= Antoine Moussa Zahra =

Lebanese politician (born 1956)

Antoine Zahra (أنطوان زهرا, also أنطوان زهرة, born 1956) is a Lebanese Maronite politician and a member of the executive committee of the Lebanese Forces party. He has been an MP in the Lebanese Parliament as a representative of Batroun district since the 2005 legislative elections. He got re-elected in the 2009 legislative elections. He is married to Dima Younan and they have one daughter.

== Early life and career ==
Antoine Moussa Zahra was born in 1956 to a Lebanese Maronite family in Kfifan, Batroun. He attended Batroun High School and the National Institute in Chekka. He was the head of Youth Union in Kfifane in the early 70's. He claims to have a Diploma in Business Studies from the University of Harrington, although this institution is an unaccredited diploma mill. In 1992, he moved to the United Arab Emirates to preside over "Zahra Company for Marketing and Advertising". He currently serves as executive director of Solo Gulf in Dubai and Solo Congo in Kinshasa. He was the president of the Lebanese Youth Sports Federation in the UAE in 2001.

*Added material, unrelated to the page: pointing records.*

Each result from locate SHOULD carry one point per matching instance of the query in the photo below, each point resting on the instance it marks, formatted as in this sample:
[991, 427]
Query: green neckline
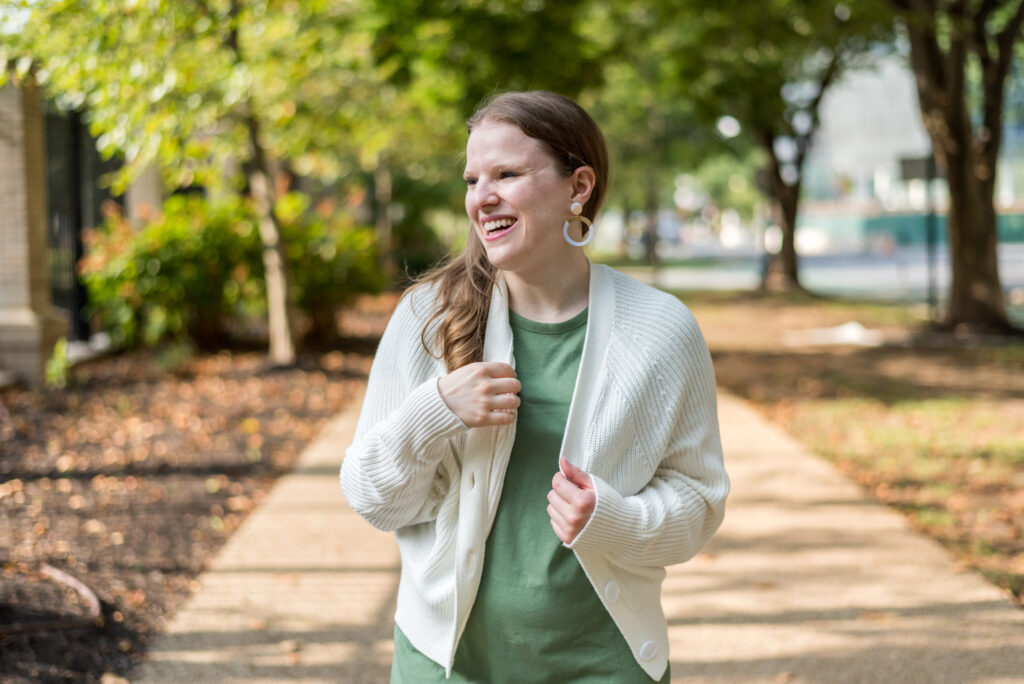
[522, 323]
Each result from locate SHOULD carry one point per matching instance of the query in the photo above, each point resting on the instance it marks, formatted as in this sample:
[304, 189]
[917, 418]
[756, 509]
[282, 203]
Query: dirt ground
[132, 477]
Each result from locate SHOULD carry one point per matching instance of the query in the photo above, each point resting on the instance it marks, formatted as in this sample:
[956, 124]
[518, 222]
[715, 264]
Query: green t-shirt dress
[537, 617]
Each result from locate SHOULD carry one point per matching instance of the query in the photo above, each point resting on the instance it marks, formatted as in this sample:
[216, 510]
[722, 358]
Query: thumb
[574, 475]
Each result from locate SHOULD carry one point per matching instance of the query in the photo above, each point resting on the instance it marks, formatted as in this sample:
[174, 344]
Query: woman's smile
[498, 226]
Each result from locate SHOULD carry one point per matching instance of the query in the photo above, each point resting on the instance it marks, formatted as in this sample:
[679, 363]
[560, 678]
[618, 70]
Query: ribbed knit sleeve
[394, 472]
[675, 414]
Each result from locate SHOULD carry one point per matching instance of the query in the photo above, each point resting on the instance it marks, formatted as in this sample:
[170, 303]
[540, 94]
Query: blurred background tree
[359, 105]
[962, 54]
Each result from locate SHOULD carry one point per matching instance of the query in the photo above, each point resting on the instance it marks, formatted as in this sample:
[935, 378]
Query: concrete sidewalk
[806, 582]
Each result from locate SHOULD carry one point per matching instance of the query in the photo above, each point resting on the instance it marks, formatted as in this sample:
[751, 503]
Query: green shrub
[198, 267]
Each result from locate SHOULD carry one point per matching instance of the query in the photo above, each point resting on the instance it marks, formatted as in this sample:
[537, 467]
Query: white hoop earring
[577, 210]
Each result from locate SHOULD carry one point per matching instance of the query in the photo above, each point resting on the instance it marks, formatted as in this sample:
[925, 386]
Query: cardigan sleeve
[397, 469]
[676, 513]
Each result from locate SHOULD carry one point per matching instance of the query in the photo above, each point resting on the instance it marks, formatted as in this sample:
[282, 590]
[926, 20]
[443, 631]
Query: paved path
[806, 582]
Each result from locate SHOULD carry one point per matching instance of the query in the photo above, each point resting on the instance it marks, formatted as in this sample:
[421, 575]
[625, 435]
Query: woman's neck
[552, 296]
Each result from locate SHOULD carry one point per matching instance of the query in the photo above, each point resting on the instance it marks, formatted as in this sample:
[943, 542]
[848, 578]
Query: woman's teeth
[491, 226]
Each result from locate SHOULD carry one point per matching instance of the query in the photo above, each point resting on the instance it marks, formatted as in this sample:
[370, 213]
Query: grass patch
[929, 425]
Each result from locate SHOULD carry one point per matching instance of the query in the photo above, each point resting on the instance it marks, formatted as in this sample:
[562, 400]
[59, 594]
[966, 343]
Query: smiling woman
[518, 373]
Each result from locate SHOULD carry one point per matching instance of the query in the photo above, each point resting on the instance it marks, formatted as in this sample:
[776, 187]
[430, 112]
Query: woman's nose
[485, 194]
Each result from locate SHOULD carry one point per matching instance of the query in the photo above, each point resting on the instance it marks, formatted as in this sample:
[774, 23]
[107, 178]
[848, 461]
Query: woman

== Political background ==
Zahra started his political career in the Kataeb Party as a student member. He was appointed by the LF party in Paris as the coordinator of the Lebanese Diaspora affairs in Western Europe from 1986 to 1988. He was the head of Kataeb office in his hometown Kfifane from 1988 to 1991. In 1991, he served as a member on the board of the LF party in Batroun. He was elected on June 19, 2005, as an MP for Batroun. Zahra is a member of the Lebanese Parliament Committees on Foreign Relations and Displaced Populations. He is also a member of the Lebanese Maronite League and the MPs committee of the March 14 Alliance.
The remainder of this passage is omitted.